|
The APU controller provides a flexible
high-bandwidth interface between the reconfigurable
logic in the FPGA fabric and
the pipeline of the integrated IBM™
PowerPC™ 405 CPU. Fabric co-processor
modules (FCM) implemented in the FPGA
fabric are connected to the embedded
PowerPC processor through the APU controller
interface to enable user-defined configurable
hardware accelerators. These
hardware accelerator functions operate as
extensions to the PowerPC 405, thereby
offloading the CPU from demanding computational
tasks.
APU Instructions
The APU controller allows you to extend the
native PowerPC 405 instruction set with custom
instructions that are executed by the soft
FCM; the primary capabilities are shown in
Figure 1. This provides a more efficient integration
between an application-specific
function and the processor pipeline than is
possible using a memory-mapped coprocessor
and shared bus implementation.
The instructions supported by the APU
are classified into three main categories:
- User-defined instructions (UDI)
- PowerPC floating-point instructions
- APU load/store instructions
The UDIs are programmed into the
controller either dynamically through the
PowerPC 405 device control register
(DCR) or statically when the FPGA is configured
through its bitstream. The APU
controller allows you to optimize your system
architecture by decoding instructions
either internally or in the FCM.
The floating-point unit (FPU) is an
example of an FCM. The PowerPC floating-point instruction set is decoded in the
APU controller, whereas the computational
functionality is implemented in the
FPGA fabric. To support FPUs with different
complexities, the APU controller
allows you to select subgroups of the
PowerPC floating-point instructions.
These instructions are executed in the
FCM while other subgroups of instructions
are either computed through software FPU
emulation or ignored completely. This fine-tuning
optimizes FPGA resources while
accelerating the most critical calculations
with dedicated logic.
The APU controller also decodes high-performance
load and store instructions
between the processor data cache or system
memory and the FPGA fabric. A single
instruction transfers up to 16 bytes of data – four times greater than a load or store
instruction for one of the general purpose
registers (GPR) in the processor itself. Thus,
this capability creates a low-latency and high-bandwidth
data path to and from the FCM.
APU Controller Operation
Figure 2 identifies the key modules of the
APU controller and the 405 CPU in relation
to the FCM soft coprocessor module
implemented in FPGA logic. To explain
the operation of the APU controller and
the processor interactions related to the
execution units in soft logic, we can trace
the step-by-step sequence of events that
occur when an instruction is fetched from
cache or memory.
Once the instruction reaches the decode
stage, it is simultaneously presented to both
the CPU and APU decode blocks. If the
instruction is detected as a CPU instruction,
the CPU will continue to execute the
instruction as it would normally.
Otherwise, within the same cycle, the CPU
will look for a response from the APU controller.

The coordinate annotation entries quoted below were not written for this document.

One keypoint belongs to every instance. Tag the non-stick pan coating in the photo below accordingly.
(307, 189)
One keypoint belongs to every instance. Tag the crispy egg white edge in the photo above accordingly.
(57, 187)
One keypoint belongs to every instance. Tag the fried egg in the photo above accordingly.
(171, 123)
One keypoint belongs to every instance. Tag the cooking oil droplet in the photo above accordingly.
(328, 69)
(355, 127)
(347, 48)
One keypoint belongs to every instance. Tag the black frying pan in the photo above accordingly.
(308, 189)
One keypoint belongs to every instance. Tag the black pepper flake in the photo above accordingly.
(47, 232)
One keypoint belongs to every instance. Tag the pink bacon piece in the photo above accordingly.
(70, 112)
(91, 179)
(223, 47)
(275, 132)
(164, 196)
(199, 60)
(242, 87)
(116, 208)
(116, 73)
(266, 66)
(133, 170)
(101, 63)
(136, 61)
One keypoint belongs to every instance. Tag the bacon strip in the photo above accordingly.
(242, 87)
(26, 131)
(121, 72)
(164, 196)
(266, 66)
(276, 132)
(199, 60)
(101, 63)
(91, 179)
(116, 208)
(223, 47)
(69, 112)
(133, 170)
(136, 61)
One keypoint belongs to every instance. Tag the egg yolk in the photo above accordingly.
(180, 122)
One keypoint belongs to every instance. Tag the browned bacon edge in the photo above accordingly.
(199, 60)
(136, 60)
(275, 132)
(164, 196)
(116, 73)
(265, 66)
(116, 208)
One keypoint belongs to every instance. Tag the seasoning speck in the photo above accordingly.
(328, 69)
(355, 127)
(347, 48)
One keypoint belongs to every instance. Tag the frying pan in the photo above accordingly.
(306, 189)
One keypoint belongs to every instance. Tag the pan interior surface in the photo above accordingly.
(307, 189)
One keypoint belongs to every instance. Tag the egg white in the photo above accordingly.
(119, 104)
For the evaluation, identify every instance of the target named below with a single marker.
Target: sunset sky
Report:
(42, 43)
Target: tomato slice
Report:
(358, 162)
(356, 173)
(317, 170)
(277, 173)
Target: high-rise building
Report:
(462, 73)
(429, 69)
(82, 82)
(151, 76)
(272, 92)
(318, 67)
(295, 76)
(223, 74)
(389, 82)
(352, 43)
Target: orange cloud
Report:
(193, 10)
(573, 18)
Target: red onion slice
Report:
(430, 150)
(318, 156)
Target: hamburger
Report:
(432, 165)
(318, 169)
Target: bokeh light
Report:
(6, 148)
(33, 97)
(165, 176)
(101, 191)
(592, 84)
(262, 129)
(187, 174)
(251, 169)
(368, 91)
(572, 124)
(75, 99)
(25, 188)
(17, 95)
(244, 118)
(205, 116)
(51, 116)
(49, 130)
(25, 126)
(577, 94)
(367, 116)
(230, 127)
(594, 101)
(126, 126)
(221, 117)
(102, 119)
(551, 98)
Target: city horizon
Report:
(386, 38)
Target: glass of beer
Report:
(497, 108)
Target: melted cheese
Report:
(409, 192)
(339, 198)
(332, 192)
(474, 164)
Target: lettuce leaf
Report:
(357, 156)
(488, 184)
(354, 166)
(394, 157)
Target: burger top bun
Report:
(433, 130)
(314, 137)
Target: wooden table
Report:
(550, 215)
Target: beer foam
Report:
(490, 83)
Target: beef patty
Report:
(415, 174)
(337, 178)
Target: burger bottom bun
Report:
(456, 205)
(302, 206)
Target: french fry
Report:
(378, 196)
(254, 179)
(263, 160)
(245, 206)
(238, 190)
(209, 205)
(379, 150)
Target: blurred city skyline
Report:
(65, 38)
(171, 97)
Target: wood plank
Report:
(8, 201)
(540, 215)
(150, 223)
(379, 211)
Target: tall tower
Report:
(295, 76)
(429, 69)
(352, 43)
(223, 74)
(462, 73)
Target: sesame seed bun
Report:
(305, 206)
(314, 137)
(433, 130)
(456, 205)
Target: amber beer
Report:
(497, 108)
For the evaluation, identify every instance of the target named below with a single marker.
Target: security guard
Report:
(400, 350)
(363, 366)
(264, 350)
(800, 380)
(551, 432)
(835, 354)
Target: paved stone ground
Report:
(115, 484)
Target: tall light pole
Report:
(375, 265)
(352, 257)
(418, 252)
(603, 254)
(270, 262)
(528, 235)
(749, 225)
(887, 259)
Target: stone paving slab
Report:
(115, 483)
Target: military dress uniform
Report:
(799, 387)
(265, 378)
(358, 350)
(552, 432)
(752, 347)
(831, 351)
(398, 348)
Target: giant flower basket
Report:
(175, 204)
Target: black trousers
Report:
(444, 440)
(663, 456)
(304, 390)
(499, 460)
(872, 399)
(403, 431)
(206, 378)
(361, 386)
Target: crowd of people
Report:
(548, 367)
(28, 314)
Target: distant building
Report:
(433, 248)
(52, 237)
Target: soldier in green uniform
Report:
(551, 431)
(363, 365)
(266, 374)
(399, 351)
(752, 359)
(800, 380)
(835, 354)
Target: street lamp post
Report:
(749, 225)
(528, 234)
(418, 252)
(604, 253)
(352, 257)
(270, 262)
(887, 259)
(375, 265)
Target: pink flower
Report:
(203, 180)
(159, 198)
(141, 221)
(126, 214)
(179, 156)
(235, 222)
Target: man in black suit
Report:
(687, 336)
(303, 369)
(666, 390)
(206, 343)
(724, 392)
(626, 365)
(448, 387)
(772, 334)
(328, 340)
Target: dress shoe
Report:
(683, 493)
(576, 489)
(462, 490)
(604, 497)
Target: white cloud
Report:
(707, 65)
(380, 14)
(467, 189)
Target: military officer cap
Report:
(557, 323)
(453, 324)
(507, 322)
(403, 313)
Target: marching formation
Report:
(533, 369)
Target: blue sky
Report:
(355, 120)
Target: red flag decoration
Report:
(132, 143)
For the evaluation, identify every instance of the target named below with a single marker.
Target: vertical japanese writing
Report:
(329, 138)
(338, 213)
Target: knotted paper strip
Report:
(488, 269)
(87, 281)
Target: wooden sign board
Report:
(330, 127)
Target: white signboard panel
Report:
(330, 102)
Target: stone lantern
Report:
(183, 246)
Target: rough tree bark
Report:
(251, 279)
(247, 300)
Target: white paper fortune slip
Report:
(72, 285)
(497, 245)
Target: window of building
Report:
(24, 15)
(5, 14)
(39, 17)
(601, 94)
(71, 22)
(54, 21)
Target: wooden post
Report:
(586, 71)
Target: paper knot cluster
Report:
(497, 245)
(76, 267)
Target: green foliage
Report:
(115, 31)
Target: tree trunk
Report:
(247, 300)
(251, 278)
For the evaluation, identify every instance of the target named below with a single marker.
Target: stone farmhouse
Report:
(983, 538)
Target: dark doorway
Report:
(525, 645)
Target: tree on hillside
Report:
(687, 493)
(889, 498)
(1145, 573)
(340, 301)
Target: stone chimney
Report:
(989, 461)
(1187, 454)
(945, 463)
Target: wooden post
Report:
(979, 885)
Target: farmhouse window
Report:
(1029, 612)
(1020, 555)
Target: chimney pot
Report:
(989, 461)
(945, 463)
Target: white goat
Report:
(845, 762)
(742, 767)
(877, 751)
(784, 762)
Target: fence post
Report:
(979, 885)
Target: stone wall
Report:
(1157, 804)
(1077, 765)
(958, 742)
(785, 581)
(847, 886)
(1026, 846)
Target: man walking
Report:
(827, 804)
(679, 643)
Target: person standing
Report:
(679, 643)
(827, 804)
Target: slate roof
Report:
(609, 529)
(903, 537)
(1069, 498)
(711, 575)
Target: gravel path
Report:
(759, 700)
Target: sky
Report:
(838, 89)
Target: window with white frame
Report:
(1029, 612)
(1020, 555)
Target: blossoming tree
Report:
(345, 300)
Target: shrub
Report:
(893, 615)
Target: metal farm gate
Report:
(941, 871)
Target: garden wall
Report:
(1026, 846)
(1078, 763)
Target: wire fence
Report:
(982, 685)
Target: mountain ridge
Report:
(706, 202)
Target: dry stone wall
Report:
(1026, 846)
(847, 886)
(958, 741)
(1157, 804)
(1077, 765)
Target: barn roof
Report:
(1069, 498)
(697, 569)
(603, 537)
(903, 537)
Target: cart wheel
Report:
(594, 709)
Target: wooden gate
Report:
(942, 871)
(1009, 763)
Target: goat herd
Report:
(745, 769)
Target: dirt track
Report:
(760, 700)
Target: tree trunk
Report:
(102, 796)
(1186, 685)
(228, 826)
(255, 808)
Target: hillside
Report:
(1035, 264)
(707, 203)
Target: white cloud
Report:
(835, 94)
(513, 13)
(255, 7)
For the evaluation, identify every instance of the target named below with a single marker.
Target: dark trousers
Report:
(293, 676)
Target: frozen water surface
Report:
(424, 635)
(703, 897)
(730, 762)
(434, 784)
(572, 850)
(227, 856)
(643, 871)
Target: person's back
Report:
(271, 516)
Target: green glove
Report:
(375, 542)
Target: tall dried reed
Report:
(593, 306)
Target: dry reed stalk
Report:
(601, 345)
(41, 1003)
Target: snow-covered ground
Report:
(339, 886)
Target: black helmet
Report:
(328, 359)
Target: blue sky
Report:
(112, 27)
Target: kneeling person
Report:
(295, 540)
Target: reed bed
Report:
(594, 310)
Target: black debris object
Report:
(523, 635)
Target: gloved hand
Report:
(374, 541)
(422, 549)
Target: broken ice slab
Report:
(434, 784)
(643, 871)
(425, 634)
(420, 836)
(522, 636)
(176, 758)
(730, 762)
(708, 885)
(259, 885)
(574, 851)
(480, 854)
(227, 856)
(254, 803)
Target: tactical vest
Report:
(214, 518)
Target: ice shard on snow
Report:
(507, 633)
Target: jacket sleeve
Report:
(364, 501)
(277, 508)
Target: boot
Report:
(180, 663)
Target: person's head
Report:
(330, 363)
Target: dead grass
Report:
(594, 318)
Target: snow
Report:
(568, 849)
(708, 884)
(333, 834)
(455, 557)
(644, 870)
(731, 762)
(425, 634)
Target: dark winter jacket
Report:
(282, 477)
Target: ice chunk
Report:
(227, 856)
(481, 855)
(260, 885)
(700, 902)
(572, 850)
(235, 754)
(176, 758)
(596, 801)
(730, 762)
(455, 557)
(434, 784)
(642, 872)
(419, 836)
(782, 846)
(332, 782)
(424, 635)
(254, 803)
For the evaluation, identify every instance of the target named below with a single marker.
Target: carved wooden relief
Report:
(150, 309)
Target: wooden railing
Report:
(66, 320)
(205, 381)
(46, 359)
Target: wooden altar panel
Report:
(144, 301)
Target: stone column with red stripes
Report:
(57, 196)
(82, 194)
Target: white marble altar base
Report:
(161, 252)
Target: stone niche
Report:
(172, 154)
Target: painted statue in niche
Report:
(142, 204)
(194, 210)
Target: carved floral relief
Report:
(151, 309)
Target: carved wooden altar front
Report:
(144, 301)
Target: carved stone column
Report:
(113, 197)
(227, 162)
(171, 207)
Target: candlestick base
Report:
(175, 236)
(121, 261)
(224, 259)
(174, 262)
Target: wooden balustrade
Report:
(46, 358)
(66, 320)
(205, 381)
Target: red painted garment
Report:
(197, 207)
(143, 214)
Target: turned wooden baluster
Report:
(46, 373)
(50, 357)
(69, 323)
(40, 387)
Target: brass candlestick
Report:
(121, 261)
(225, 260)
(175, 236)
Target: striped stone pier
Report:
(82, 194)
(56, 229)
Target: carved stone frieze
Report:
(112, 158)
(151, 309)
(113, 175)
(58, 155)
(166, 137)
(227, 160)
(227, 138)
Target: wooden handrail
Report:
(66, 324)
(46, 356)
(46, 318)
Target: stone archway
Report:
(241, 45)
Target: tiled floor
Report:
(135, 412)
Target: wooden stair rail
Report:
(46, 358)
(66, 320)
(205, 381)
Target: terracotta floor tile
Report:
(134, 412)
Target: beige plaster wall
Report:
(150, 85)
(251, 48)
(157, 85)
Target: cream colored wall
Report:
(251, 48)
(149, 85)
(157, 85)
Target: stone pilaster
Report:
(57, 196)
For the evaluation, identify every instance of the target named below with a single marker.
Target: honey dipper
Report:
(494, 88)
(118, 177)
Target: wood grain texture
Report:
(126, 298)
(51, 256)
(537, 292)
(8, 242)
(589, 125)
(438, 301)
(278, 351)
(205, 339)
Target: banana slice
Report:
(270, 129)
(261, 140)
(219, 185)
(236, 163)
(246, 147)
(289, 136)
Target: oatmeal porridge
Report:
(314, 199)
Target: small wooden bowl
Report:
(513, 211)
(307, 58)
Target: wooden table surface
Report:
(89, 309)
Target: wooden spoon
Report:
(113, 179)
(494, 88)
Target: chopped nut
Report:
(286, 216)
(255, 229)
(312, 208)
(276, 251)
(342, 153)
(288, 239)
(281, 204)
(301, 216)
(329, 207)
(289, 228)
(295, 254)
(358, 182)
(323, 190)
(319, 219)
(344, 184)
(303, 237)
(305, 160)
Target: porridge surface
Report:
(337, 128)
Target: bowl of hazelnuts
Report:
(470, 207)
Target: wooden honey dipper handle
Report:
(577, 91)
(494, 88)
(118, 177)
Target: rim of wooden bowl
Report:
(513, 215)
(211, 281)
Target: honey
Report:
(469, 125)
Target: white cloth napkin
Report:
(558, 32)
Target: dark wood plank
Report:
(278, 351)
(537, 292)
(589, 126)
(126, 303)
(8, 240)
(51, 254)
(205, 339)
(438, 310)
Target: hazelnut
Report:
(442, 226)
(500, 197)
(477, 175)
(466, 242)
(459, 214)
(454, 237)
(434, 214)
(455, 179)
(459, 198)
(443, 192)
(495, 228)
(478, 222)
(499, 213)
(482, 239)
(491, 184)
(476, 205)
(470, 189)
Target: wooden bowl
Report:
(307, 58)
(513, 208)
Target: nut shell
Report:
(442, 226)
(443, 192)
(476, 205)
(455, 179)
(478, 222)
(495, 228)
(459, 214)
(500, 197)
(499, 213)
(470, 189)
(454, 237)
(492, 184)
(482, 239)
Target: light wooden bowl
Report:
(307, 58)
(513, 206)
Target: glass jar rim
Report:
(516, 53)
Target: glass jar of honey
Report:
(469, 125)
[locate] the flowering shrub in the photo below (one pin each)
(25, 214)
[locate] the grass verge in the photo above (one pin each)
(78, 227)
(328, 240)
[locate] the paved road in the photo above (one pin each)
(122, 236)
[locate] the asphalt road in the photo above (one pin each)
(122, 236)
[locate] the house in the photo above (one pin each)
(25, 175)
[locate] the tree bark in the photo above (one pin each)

If the APU controller recognizes the
instruction, it will provide the necessary
information back to the CPU.
If the APU controller does not respond
within that same cycle, an invalid instruction
exception will be generated by the
CPU. If the instruction is a valid and recognized
instruction, the necessary operands
are fetched from the processor and passed
to the FCM for processing.
Because the PowerPC processor and the
FCM reside in two separate clock domains,
synchronization modules of the APU controller
manage the clock frequency difference.
This allows the FCM to operate at a
slower frequency than the processor. In this
instance, the APU controller would receive
the resultant data from the coprocessor and at the proper execution time send the data
back to the processor. The APU controller
knows in advance, based on instruction
type, if or when it will get the result.
Autonomous and
Non-Autonomous Instructions
Two major categories of instructions exist:
autonomous and non-autonomous. For
autonomous instructions, the CPU continues
issuing instructions and does not stall
while the FCM is operating on an instruction.
This overlap of execution allows you
to achieve high performance through techniques
such as software pipelining.
On the other hand, during the synchronized
execution, the CPU pipeline
stalls while the FCM is operating on an
instruction. This feature allows you to implement synchronization semantics to
pace the software execution with the hardware
FCM latency.
Non-autonomous instruction types are
further divided into blocking and nonblocking.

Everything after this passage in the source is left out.